Lakome.com
- Website type: News website
- Available in: Arabic, French
- Founded: 2010
- Dissolved: 2013
- Successor: lakome2.com
- Headquarters: Casablanca, {{{location_country}}}
- Country of origin: Morocco
- Creators: Ali Anouzla Aboubakr Jamaï
- Website: lakome.com
- Launched: 22 September 2010; 16 years ago
- Current status: Inactive
- Content license: All rights reserved
- Written in: Joomla!

= Lakome.com =

Moroccan news website (2010–2013)

Lakome.com was an independent Moroccan news website. It was started in 2010 and banned in 2013.

the website returned as Lakome2.com in 2015.

==History and profile==
Lakome.com was founded in December 2010 by Ali Anouzla, later joined by Aboubakr Jamaï. The site had articles in Arabic and in French. Ali Anouzla was also the editor of the English edition of the website. Aboubakr Jamaï was the editor of the French edition.

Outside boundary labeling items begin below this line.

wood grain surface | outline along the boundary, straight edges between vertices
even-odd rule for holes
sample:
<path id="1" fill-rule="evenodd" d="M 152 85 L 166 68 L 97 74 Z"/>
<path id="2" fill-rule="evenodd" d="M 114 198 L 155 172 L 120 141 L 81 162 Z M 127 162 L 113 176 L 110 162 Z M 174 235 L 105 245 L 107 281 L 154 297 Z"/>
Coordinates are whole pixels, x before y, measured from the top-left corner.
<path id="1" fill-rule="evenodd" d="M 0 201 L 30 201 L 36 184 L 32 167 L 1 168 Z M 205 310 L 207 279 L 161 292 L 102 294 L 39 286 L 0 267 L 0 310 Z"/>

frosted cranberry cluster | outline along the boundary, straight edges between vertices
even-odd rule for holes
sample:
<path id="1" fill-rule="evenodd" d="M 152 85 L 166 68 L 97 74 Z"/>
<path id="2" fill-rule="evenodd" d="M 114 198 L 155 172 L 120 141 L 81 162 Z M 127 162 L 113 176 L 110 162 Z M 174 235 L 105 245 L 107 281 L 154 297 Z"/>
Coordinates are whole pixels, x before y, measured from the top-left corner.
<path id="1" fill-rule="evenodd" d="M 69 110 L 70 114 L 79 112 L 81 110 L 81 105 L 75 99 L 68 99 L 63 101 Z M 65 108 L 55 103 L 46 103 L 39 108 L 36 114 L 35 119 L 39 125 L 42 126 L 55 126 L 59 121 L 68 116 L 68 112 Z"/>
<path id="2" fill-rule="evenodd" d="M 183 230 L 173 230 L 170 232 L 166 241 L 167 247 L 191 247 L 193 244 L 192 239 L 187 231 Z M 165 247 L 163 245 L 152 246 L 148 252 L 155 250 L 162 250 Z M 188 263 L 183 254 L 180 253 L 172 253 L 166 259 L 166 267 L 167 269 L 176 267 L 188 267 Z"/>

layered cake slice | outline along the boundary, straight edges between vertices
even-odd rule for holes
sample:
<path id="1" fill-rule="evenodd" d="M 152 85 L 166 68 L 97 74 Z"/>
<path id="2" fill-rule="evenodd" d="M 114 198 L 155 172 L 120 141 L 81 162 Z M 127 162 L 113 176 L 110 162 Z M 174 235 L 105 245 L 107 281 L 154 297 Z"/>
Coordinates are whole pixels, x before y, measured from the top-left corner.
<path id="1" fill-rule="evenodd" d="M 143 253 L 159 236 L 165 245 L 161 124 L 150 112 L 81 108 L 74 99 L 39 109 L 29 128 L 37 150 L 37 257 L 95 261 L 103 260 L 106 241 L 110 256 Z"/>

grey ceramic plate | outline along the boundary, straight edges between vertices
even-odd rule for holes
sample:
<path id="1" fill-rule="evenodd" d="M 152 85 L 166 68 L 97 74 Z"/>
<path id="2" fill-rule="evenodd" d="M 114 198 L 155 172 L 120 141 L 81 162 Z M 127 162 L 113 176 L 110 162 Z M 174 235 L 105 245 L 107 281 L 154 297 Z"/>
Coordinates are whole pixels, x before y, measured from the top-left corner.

A laureate of the Committee to Protect Journalists' International Press Freedom Award and the World Association of Newspapers' Gebran Tueni Prize, Jamaï had previously started two newspapers in Morocco, Le Journal Hebdomadaire and Assahifa al-Ousbouiya. His papers were banned by the government of Morocco on multiple occasions for their explorations of politically taboo topics, and Jamaï soon won an international reputation for independent reporting. After a series of ruinous libel suits and alleged government pressure on advertisers, however, the papers went bankrupt, with Le Journal shut down by court order in 2010.

When the Arab Spring-inspired 2011 protests broke out in Morocco, however, Jamaï began a web-based news service, Lakome.com. The site had a small staff and focuses on reporting political events throughout Morocco. By April 2011, it was the fourth-most-visited website in Morocco.

On 17 October 2013, both the Arabic and French version of the site were closed down in Morocco. As of May 2014, the website remained blocked.